Majority — Kavanaugh
Joined by: Roberts, Thomas, Alito, Gorsuch, Barrett
The majority held that the word "sex" in Title IX and its implementing regulations, as understood when enacted in the early 1970s, means biological sex — and that those regulations expressly permit schools to maintain separate teams for each sex, precisely because of the inherent physical differences between biological males and females. The Court reasoned that limiting girls' and women's teams to biological females is "reasonable" under the Javits Amendment because it addresses real safety risks and competitive fairness concerns, and that 27 states, the NCAA, the U.S. Olympic and Paralympic Committee, and the International Olympic Committee have all drawn the same line. On the Equal Protection Clause, the Court applied intermediate scrutiny — the legal test (requiring a "substantial relationship" to an "important" government interest) used for laws that classify people by sex — and found that the states' interests in safety and competitive fairness are important and that limiting female teams to biological females is substantially related to those interests. The Court further held that states are not constitutionally required to conduct athlete-by-athlete assessments of physical capabilities, because intermediate scrutiny judges a classification by its relationship to the overall problem the government seeks to solve, not by whether it works perfectly in every individual case.
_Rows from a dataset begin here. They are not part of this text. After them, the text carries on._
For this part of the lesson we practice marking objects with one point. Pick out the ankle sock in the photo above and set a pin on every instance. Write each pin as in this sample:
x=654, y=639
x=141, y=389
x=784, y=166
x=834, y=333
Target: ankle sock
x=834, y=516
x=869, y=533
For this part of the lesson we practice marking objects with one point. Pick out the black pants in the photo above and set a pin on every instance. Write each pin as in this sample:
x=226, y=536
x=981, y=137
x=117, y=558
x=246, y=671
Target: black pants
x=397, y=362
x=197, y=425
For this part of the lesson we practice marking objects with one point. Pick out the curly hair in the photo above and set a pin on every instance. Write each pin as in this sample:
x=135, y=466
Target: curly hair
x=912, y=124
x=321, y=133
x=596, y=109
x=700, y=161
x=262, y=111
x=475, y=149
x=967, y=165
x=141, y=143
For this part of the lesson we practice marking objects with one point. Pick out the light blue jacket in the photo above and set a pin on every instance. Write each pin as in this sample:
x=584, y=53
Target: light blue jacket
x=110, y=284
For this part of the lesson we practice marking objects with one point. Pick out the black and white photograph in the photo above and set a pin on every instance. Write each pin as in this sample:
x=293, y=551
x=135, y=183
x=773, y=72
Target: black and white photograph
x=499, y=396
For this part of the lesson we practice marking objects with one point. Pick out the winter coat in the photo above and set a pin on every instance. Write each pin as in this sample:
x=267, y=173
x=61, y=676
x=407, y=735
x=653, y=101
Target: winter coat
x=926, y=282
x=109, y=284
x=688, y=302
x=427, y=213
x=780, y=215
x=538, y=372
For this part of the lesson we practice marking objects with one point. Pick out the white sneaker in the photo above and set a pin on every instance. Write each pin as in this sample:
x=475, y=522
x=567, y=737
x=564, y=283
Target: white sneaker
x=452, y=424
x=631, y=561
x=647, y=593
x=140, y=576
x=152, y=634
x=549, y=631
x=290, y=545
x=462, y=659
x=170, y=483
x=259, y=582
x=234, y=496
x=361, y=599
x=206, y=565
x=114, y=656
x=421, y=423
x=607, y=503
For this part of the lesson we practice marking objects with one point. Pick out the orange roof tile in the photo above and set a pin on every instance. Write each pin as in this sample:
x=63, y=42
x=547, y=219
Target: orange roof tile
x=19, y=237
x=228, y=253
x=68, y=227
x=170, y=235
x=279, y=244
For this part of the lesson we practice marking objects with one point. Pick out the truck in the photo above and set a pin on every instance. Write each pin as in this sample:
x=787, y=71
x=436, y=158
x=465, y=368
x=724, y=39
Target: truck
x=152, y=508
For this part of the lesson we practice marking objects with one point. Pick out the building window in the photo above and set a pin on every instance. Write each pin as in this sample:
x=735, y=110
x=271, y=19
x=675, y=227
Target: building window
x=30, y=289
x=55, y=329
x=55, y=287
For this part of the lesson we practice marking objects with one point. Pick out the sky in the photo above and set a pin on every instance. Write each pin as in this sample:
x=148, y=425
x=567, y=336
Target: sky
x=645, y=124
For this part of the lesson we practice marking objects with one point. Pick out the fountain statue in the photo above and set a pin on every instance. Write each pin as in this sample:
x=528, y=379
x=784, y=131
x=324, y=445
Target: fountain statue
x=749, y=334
Finally, the Court deferred to legislatures on the unsettled medical and scientific question of whether transgender girls who take puberty blockers or hormones retain physical advantages, reasoning that courts should be cautious about overriding legislative judgments in areas of genuine scientific uncertainty.
Dissent reasoning
The dissent, written by Justice Sotomayor and joined by Justices Kagan and Jackson, agreed that B.P.J.'s Title IX claim fails but argued the majority got the Equal Protection analysis wrong by cutting off the case before the facts were fully developed. The dissent argued that under the Court's own precedents — particularly Caban v. Mohammed and United States v. Virginia — a sex-based classification can violate equal protection when it sweeps in a discrete, identifiable subclass of people as to whom the state's interests are not actually furthered, and that this factual question had never been resolved by the lower courts. The dissent contended that B.P.J. presented a genuine, unresolved factual dispute: whether transgender girls who have never experienced a male puberty and who receive gender-affirming hormonal treatment actually retain any athletic advantage over biological females — and that this dispute was potentially outcome-determinative under proper heightened scrutiny. The dissent further argued that the majority improperly borrowed its deference-to-legislatures reasoning from cases applying rational basis review (the more lenient legal test used for ordinary laws), not the stricter "heightened scrutiny" standard that sex classifications require, and that the majority cited scientific studies not in the record. In the dissent's view, the proper course was to send the case back to the lower courts to resolve the factual dispute first, rather than deciding the constitutional question without a complete evidentiary record.
Constitutional question
Do Title IX and the Equal Protection Clause of the Fourteenth Amendment permit states to restrict participation on girls' and women's sports teams to biological females, excluding transgender girls who identify as female and have taken puberty blockers or hormones?